Momentum/Complexity Duality and the Black Hole Interior
José L. F. Barbón, Javier Martín-García, Martin Sasieta
TL;DR
The paper establishes a bulk momentum/complexity (PC) duality within the Volume-Complexity framework by analyzing a spherically symmetric thin-shell collapse in AdS, relating the rate of VC complexity growth to a specific radial component of bulk momentum measured on extremal-volume foliations. The main result expresses the complexity rate as $\dot{\cal C}[O_{shell}] = {d-1\over 8\pi G}(\Pi_+ - \Pi_-)$, which is recast as the projection of the shell momentum along a defined complexity field $\mathcal{C}_\Sigma^\mu$, i.e. $P_C = \int_{S_W} {\cal P}_\mu {\cal C}_\Sigma^\mu$, and equivalently as $-\int_\Sigma N_\Sigma^\mu T_{\mu\nu} {\cal C}_\Sigma^\nu$. At late times, extremal surfaces saturate inside the black hole, producing a constant interior momentum and a linear growth of complexity with slope equal to the shell's energy, highlighting a deep link between interior geometry and operator complexity.
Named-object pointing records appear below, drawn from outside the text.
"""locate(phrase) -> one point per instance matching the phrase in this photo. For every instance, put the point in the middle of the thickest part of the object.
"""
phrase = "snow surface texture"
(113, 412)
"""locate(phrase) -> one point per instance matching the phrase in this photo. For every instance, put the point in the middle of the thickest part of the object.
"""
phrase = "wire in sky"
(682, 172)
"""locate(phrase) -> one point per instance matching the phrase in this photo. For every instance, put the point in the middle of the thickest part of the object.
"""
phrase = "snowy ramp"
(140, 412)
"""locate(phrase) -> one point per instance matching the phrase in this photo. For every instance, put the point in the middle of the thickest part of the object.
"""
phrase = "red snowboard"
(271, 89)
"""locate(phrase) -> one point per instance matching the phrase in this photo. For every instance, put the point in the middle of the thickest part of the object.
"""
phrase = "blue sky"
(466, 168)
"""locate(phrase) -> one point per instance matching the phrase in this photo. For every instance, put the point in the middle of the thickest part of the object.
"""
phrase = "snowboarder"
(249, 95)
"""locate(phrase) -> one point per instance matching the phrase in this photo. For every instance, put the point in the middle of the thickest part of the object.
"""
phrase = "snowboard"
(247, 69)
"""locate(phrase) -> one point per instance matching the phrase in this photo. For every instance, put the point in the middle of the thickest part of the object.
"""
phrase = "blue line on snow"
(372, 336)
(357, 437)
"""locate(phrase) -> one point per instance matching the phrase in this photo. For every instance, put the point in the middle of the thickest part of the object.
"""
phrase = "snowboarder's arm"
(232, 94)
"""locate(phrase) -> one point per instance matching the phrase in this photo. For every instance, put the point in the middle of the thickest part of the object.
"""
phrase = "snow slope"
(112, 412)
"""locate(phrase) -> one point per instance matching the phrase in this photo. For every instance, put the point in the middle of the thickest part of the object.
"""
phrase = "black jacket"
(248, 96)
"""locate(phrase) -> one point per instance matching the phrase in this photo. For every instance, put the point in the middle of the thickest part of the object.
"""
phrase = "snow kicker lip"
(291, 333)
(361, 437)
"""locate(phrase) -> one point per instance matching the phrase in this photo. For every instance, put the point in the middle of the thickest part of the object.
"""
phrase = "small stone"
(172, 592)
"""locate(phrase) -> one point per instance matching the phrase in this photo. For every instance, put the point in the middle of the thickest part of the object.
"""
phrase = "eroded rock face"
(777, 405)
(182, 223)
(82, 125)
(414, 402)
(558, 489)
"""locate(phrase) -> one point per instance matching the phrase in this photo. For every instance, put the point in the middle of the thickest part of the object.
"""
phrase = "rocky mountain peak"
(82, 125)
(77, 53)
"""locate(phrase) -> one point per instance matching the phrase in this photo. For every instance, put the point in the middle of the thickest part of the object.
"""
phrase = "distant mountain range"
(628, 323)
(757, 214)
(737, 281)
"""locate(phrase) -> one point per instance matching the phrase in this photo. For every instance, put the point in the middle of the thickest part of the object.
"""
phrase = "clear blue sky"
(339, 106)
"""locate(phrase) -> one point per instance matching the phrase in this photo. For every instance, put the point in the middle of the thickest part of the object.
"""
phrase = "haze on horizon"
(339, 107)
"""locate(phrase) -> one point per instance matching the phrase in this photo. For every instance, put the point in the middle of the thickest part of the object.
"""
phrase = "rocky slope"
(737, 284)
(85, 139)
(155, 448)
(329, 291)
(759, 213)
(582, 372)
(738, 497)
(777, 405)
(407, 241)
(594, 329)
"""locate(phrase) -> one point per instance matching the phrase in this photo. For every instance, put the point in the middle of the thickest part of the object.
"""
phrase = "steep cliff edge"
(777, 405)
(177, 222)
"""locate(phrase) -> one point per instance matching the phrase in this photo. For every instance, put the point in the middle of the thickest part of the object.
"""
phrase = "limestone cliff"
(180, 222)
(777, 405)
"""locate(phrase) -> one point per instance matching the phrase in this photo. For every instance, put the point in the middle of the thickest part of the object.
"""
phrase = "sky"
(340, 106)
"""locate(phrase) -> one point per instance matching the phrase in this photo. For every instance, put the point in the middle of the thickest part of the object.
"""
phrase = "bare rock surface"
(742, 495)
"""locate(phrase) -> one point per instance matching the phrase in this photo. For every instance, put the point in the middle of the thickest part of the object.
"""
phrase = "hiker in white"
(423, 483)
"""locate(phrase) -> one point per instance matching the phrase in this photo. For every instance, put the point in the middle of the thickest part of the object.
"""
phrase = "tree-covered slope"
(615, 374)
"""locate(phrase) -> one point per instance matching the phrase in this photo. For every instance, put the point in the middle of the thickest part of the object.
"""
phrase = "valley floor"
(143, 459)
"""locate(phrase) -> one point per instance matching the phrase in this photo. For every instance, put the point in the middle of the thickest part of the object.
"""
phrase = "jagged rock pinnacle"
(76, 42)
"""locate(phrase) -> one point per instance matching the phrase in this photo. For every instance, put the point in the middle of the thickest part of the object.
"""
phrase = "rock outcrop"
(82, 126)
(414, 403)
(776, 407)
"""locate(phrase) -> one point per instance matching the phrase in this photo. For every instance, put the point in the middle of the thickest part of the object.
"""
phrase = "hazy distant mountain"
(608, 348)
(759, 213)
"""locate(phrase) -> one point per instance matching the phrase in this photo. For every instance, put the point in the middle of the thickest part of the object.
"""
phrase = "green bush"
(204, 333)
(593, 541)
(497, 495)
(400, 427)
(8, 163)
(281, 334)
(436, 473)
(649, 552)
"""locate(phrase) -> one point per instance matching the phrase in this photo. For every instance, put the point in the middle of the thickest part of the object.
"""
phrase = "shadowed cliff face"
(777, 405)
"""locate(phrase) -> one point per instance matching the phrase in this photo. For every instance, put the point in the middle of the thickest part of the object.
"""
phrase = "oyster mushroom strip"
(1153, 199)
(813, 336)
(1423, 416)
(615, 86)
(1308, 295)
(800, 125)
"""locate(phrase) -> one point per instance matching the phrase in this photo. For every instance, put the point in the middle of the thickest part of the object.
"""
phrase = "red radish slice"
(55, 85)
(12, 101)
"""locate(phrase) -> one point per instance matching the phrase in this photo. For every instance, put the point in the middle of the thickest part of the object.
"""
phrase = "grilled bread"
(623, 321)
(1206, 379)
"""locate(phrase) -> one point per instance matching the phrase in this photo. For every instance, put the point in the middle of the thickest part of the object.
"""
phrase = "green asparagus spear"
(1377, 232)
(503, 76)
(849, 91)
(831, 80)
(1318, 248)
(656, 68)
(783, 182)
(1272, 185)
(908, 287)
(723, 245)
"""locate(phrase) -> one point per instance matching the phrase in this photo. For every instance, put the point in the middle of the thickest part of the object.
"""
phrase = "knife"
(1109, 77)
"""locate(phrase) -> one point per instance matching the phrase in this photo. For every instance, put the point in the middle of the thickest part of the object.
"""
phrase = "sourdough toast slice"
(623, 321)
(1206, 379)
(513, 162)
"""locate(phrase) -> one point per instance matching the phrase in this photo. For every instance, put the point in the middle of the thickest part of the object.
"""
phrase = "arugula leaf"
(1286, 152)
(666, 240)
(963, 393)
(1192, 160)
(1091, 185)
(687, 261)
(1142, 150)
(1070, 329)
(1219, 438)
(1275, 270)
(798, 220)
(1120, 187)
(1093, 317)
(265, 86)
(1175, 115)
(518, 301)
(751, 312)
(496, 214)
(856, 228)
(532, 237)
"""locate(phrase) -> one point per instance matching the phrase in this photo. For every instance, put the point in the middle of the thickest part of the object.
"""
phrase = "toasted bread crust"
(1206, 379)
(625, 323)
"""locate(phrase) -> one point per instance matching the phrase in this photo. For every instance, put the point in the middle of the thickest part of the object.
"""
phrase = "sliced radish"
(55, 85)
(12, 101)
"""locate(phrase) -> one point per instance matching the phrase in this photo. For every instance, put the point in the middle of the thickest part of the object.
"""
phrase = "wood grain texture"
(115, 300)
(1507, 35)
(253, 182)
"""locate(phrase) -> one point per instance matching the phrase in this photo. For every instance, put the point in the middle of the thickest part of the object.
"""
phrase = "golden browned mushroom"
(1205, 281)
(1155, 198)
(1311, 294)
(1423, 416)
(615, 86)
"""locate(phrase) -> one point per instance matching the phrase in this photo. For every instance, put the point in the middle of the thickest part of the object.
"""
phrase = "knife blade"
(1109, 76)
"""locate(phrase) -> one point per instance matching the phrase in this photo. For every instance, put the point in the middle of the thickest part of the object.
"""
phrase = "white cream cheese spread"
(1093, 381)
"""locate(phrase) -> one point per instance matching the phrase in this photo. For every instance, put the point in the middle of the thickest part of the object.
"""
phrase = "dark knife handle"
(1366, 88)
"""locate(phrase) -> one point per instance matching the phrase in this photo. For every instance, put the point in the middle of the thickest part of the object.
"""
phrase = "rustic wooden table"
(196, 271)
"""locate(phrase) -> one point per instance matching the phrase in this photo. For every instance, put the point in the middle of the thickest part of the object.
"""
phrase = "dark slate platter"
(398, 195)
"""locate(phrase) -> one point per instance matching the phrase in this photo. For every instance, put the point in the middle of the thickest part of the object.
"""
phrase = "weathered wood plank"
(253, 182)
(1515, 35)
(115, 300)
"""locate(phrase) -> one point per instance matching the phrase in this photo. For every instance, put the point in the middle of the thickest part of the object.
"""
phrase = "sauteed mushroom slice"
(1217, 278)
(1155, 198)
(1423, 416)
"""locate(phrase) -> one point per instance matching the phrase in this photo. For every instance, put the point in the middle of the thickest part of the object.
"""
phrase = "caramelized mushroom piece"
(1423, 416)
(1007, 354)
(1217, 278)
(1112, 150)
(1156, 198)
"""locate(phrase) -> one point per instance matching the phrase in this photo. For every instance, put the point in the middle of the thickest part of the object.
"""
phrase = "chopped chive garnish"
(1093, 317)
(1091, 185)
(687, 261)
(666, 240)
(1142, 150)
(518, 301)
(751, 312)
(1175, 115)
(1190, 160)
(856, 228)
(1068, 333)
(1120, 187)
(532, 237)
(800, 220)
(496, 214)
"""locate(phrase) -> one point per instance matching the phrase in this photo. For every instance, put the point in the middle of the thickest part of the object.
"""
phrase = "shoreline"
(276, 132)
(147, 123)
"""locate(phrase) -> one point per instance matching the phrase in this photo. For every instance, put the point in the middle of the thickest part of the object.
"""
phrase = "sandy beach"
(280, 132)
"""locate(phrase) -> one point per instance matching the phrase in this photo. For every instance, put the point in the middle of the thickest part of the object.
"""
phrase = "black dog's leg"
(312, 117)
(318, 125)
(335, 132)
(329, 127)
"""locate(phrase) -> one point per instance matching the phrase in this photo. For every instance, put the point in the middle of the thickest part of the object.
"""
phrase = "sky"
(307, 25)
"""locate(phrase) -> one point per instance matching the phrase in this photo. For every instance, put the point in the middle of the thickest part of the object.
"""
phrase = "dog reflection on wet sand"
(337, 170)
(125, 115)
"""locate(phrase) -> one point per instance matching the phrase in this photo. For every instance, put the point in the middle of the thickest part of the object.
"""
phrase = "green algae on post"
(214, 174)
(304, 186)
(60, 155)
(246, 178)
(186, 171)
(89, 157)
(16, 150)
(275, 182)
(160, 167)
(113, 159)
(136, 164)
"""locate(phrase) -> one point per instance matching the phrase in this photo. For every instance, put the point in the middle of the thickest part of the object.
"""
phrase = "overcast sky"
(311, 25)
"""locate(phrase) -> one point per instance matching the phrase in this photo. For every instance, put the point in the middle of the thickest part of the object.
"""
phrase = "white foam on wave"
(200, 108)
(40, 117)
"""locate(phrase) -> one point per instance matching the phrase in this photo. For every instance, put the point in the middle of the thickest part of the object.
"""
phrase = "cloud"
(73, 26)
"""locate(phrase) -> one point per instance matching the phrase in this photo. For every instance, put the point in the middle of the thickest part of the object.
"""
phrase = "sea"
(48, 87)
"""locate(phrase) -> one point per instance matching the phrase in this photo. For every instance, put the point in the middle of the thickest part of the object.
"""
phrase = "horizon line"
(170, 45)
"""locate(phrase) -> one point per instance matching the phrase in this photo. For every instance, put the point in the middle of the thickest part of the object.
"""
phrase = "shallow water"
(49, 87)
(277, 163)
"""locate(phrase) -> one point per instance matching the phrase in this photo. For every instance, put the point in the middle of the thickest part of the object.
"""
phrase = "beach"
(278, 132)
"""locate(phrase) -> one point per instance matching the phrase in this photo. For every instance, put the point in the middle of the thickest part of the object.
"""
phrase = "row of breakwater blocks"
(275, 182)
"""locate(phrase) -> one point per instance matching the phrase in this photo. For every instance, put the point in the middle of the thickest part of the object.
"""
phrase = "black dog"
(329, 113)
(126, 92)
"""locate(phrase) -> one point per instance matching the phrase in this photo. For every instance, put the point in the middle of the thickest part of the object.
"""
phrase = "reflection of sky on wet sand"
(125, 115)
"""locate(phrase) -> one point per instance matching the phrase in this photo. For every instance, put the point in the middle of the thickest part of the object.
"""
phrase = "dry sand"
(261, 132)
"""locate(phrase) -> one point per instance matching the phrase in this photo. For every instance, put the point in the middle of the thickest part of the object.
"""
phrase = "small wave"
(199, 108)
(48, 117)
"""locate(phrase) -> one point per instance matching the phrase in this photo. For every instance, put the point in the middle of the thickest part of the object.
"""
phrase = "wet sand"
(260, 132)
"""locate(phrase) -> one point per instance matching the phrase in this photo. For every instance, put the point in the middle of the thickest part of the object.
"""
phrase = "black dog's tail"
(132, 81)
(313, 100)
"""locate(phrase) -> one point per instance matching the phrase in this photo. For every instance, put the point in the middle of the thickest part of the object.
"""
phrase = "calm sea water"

The analysis suggests the PC duality generalizes beyond the thin-shell setup and motivates further ab initio derivations and extensions to less symmetric configurations.
Abstract
We establish a version of the Momentum/Complexity (PC) duality between the rate of operator complexity growth and a radial component of bulk momentum for a test system falling into a black hole. In systems of finite entropy, our map remains valid for arbitrarily late times after scrambling. The asymptotic regime of linear complexity growth is associated to a frozen momentum in the interior of the black hole, measured with respect to a time foliation by extremal codimension-one surfaces which saturate without reaching the singularity. The detailed analysis in this paper uses the Volume-Complexity (VC) prescription and an infalling system consisting of a thin shell of dust, but the final PC duality formula should have a much wider degree of generality.